The need for an analogous process for ST3 LAT appointments was again endorsed by the STB. While such appointments are typically devolved to local panels, it was acknowledged that such appointments carry higher risk at all levels and are at least as deserving as ST3 appointments of scrutiny with regard to equivalence re CMT competencies and MRCP diploma. It was agreed that key learnings from the scrutiny of such cases in the current ST3 round should inform a policy document that should be compiled by DF on behalf of the group.
Action:
·  DF to draft a policy for handling assessment of CMT & MRCP equivalence for l ST3 LAT appointments that incorporates experience gained from this round of ST3 appointments.

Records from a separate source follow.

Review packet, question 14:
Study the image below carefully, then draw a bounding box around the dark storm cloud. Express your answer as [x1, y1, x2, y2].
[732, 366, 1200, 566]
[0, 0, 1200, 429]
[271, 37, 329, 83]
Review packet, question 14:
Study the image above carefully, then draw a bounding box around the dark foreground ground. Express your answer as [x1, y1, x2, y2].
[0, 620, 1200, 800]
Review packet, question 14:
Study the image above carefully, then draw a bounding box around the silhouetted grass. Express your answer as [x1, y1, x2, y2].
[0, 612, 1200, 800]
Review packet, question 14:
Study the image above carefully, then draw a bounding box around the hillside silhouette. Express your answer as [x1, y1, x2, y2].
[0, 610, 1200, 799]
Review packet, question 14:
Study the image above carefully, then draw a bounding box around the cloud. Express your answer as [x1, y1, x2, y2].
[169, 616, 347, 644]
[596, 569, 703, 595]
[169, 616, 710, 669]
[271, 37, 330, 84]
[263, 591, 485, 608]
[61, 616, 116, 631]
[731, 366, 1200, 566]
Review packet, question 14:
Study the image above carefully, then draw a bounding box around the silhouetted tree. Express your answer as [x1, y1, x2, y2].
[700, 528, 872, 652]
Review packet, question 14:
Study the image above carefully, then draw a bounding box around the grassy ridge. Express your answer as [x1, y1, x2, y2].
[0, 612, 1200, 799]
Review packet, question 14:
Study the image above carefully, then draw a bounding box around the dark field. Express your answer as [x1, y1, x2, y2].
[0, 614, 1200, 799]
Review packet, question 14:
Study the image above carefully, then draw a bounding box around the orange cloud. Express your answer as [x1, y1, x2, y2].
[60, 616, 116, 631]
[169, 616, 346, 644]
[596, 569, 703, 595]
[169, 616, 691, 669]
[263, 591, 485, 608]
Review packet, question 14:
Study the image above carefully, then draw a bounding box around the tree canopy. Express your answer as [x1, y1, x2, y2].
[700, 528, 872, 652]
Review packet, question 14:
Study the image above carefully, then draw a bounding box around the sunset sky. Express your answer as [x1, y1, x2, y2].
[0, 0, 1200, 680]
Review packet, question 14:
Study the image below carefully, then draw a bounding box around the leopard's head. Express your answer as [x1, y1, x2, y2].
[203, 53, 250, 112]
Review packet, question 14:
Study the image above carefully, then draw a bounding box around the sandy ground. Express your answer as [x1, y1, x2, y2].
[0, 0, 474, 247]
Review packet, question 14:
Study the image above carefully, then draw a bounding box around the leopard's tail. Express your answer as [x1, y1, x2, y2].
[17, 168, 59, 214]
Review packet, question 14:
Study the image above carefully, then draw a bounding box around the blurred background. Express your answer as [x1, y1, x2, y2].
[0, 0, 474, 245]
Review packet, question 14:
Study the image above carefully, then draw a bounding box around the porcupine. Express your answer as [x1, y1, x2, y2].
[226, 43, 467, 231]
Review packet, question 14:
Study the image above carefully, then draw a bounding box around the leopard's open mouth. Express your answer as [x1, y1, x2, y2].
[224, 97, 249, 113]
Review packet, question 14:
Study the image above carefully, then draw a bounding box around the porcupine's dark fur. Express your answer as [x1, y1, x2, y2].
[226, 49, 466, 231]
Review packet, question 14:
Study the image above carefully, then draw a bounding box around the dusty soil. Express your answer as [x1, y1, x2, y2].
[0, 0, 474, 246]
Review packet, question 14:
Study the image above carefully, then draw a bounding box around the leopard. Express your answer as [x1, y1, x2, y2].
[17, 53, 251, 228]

5.5 / OOPR – academic arrangements
The chair reported the SRDB’s recent approval of a process permitting appointment of an ST3 rather than an ST3 LAT to ‘backfill’ trainees undertaking OOPR. Prerequisites are that 1) this would only apply when trainees commit to prolonged periods of research that has attracted funding from major grant awarding bodies such as MRC, BHF, Wellcome, CRC etc., 2) would apply prospectively from August 2012 and 2013) cannot apply retrospectively. It was noted that the ‘academic community’ itself is expected to engage in agreeing and writing a policy document to cover this process.
The constraints are that this does not represent additional funding and depends on maintenance of agreed establishment numbers (per specialty per deanery) overall.
SES has recently considered 10 applications and agreed 4 as suitable for bona fide ST3 appointments rather than LAT appointments.
5.6 / Requests for UK recruitment
The National Leads had been asked by DF to declare interest in engagement in UK Recruitment for 2013. Clinical Genetics & Paediatric Cardiology are already committed to this, and Neurology has requested inclusion in UK National recruitment. As the next meeting of the SRDB is in March/April, requests for consideration for this should be received by end of February. It should be noted, however, that in the current political climate, the Scottish Government would only approve this in cases where Scotland would be disadvantaged compared to the rest of the UK if they run recruitment separately within Scotland.
6.  / National Medical Reshaping Workforce meeting of 19/01/12
DF had reflected to AMcL his perceptions of what had been achieved at this fruitful meeting. There was general support to the principle of moving away from target intake to managing output numbers and the need to agree training establishment per specialty and ultimately per deanery. Paul Padfield had been asked to take this forward through an options paper.
While there was no agreement about a process to change overall distribution ratio within Scotland as a whole, it was acknowledged that there might be a case to support weighting of trainees’ allocations nationally on the basis of recognised training resources, as might be argued for Cardiology, Dermatology & Liver transplant.
Action:
·  DF to clarify a date for target of establishment.